Un matin, Antoine, qui est un peu hypermétrope, murmure :
— Mars cesse d’être une étoile !…
Dans la monotonie plénière de notre vie, c’est l’esquisse d’un Événement… Désormais, chaque matin, nous cherchons avidement à nous rendre compte de la grandeur de Mars. Bientôt la figure de la planète se précise. C’est, à l’œil nu, une lune minuscule, une lunule qui serait encore presque un point à côté de notre satellite, et tout de même nettement circulaire. Tous les trois ou quatre jours, nous avons l’impression d’un acroissement, et voici que le diamètre de Mars atteint le cinquième du diamètre de Séléné.
C’est maintenant une jolie petite lune rougeâtre.
— Je songe, fait Jean, à une petite montre de dame comparée à un gros chronomètre.
La petite montre de dame devient une sœur jumelle de la lune, teintée d’écarlate pâle. Sans cesse croissante, elle ne tarde pas à paraître beaucoup plus grosse que le soleil ou la lune ; au télescope, nous distinguons des linéaments précis de la superficie : chaînes de montagnes, vastes plaines, surfaces polies qui pourraient être de l’eau ou de la glace, régions blanches, vraisemblablement couvertes de neige…
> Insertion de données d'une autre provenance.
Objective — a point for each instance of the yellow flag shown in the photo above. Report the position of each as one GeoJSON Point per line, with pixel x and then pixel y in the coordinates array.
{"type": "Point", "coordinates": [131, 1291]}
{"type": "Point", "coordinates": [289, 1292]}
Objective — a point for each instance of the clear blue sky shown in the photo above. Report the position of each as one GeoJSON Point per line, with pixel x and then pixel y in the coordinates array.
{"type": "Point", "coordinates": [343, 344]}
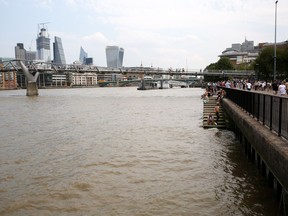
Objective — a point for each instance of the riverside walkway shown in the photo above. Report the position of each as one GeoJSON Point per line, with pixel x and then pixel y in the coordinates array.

À la vue simple, c’est un orbe colossal, une lune vingt fois, puis cinquante fois, puis cent fois plus étendue que l’astre sélénétique. À mesure, cet astre semble moins lumineux. D’abord pareil à un disque de cuivre poli, il pâlit, il prend un aspect presque mat ; bientôt, sa substance figure un mélange de métal et de terre cuite où le rouge domine mais où apparaissent des taches multicolores… Les deux lunes de Mars galopent indéfiniment.
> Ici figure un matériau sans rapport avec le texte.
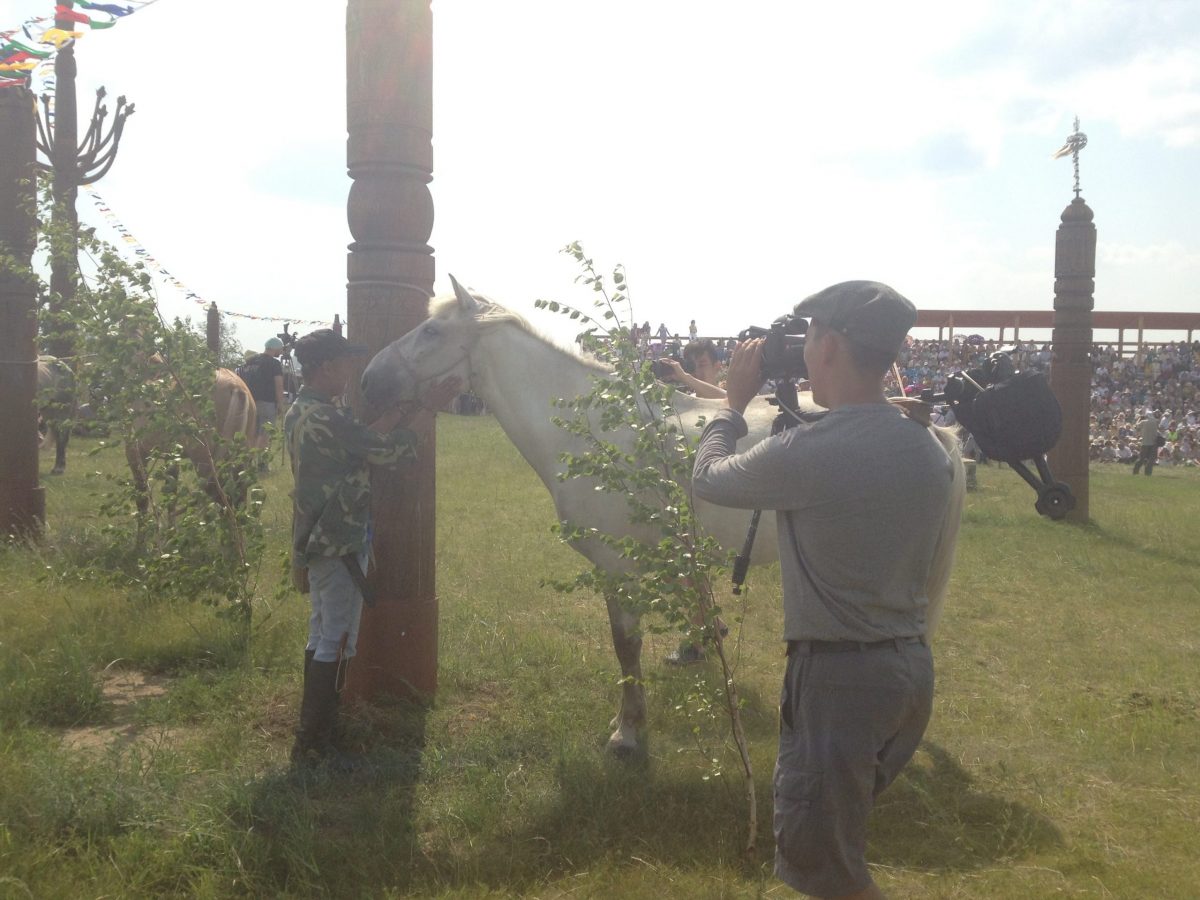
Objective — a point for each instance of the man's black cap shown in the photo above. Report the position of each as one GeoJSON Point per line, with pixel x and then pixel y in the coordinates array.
{"type": "Point", "coordinates": [324, 345]}
{"type": "Point", "coordinates": [869, 313]}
1er Juin. — Il n’y a plus d’astre. Mars est devenu un monde, lointain encore, où l’œil distingue la figure confuse des monts, des plaines, des grandes vallées, que la rapidité vertigineuse de notre course transforme, agrandit sans cesse. L’heure formidable est proche. Nous sommes prêts : depuis longtemps nous avons opéré le retournement du Stellarium. Jean surveille la puissance décroissante du moteur, nous dosons notre chute, à l’aide d’un champ gravitique antagoniste, et nos horloges temps-espace nous renseignent avec une exactitude minutieuse sur les durées comme sur les distances. Il s’agit d’atteindre Mars avec une vitesse nulle. À moins d’une panne, ce n’est qu’un jeu, tout au plus pourrait-on craindre un léger à coup lorsque nous serons à courte distance du sol, mais bientôt il est clair qu’il n’en sera rien ; le réglage est parfait, la vitesse est insignifiante, et lorsque nous sommes tout près du sol, elle devient insensible : nous abordons mollement, notre appareil cesse d’opposer aucune résistance à la pesanteur martienne.